The present rector, Ashin Chekinda was appointed in 2022.

==Faculties==
At the ITBMU, there are four faculties comprising the following departments.

===Faculty of Pariyatti===
- Department of Vinaya Studies
- Department of Suttanta Studies
- Department of Abhidhamma Studies

===Faculty of Patipatti===
- Department of Vipassana Studies
- Department of Samatha Studies
- Department of Dhammãnuloma Studies

===Faculty of Religions and Missionary Works===
- Department of Comparative Studies of Religions
- Department of Research
- Department of Missionary Works
- Department of Buddhist Culture and History

===Faculty of Foreign Language and Translation===
- Department of Chinese
- Department of English
- Department of French
- Department of German
- Department of Japanese
- Department of Myanmar Language
- Department of Pali Language

==Library==
The ITBMU Library has 25,670 books including Pali Text Society's Series, the International Encyclopaedia on Buddhism of 75 volumes, Encyclopedia of Religions and Ethics and latest Buddhist scriptures written by famous Theravada Buddhist monks.

===Other libraries===
The academic staff and the students have easy access to the Library of the Ministry of Religious Affairs. It is situated in the precinct of Kaba Aye Pagoda close to the International Theravada Buddhist Missionary University campus. The Library holds 45,233 volumes and 12,265 palm leaf manuscripts. Steps are being taken to upgrade the library facilities.

==Programmes==
One-year diploma and other degree are offered for graduate and post-graduate students. They are as follows:
- One-year diploma course: Diploma in Buddha Dhamma in (B.Dh.)
- Two-years graduate degree course: Bachelor of Arts in Buddha Dhamma: B.A. (B.Dh.)
- Three-years M.A post graduate course: Master of Arts in Buddha Dhamma: M.A. (B.Dh)
- Four-years Ph.D. post graduate course: Doctor of Philosophy in Buddha Dhamma: Ph.D. (B.Dh.)

A one-year diploma course in Buddha Dhamma was introduced in December 1998. Then, diploma conferring ceremonies were successively held for seven years. Diploma certificates have been presented to 192 foreign and local students. The first convocation for B.A. (Buddha Dhamma) degree was held in June 2002. B.A (B.Dh) degree was conferred presented to 192 foreign and local students. M.A. (B.Dh) course was started in 2003.

==Academic semester==
The first semester starts in June and ends in September. The second semester starts in December and ends in March.

===Vacation===
April and May in the first semester; in the second semester November and December.

==Academic requirements==
Anyone regardless of gender, race, religion, and creed, having education qualifications prescribed by the university, can apply for admission. However, students are required to sit for the entrance examination. The entrance test is held the second week of January ( around 9–11 January).

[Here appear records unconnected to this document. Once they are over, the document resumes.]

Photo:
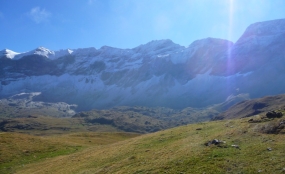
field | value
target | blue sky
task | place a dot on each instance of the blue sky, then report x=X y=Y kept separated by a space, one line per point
x=61 y=24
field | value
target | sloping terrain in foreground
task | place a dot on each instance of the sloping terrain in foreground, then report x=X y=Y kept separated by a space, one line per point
x=17 y=149
x=252 y=107
x=247 y=145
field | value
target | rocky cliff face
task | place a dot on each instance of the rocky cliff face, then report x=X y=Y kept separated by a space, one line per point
x=159 y=73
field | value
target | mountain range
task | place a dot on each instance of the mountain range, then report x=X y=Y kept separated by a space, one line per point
x=158 y=73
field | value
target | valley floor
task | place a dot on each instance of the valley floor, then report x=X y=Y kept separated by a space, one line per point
x=245 y=147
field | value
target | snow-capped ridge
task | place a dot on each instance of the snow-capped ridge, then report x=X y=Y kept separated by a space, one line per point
x=209 y=41
x=263 y=29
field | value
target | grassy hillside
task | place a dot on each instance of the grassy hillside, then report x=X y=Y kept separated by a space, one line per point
x=248 y=145
x=17 y=150
x=255 y=106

Any applicant for diploma in Buddha Dhamma will have to meet the following requirements:
- Foreign monks, nuns and laymen must have passed at least the matriculation or equivalent.
- Laymen and nuns who are Myanmar citizens must have their first degrees B.A. or B.Sc. Myanmar monks must have passed Dhammacāriya examination. They must be below 45 years old.
- All candidates need to sit for an entrance examination prescribed by the university.
- They should have some knowledge of Theravada Buddhist scriptures. They must be fluent or conversant in spoken and written English.

===Materials===
- Entrance exam questions
- Entrance exam questions
- Entrance Test Guide
- ITBMU Catalog
- ITBMU Entrance Test Application Form

===Getting Visa===
The student should go to the embassy where he/she sat for the exam to get a religious visa, not tourist visa. With this religious visa, then the student can come to ITBMU few days before the first semester begins.

Once an international student is admitted to the diploma course, the Ministry of Religious Affairs will take care of one year visa application and its extension. The visa will be extended yearly.

===Other expenses===
Tuition, boarding and messing for foreign students will be provided free by the university. Travel expenses for joining will not be borne by the university.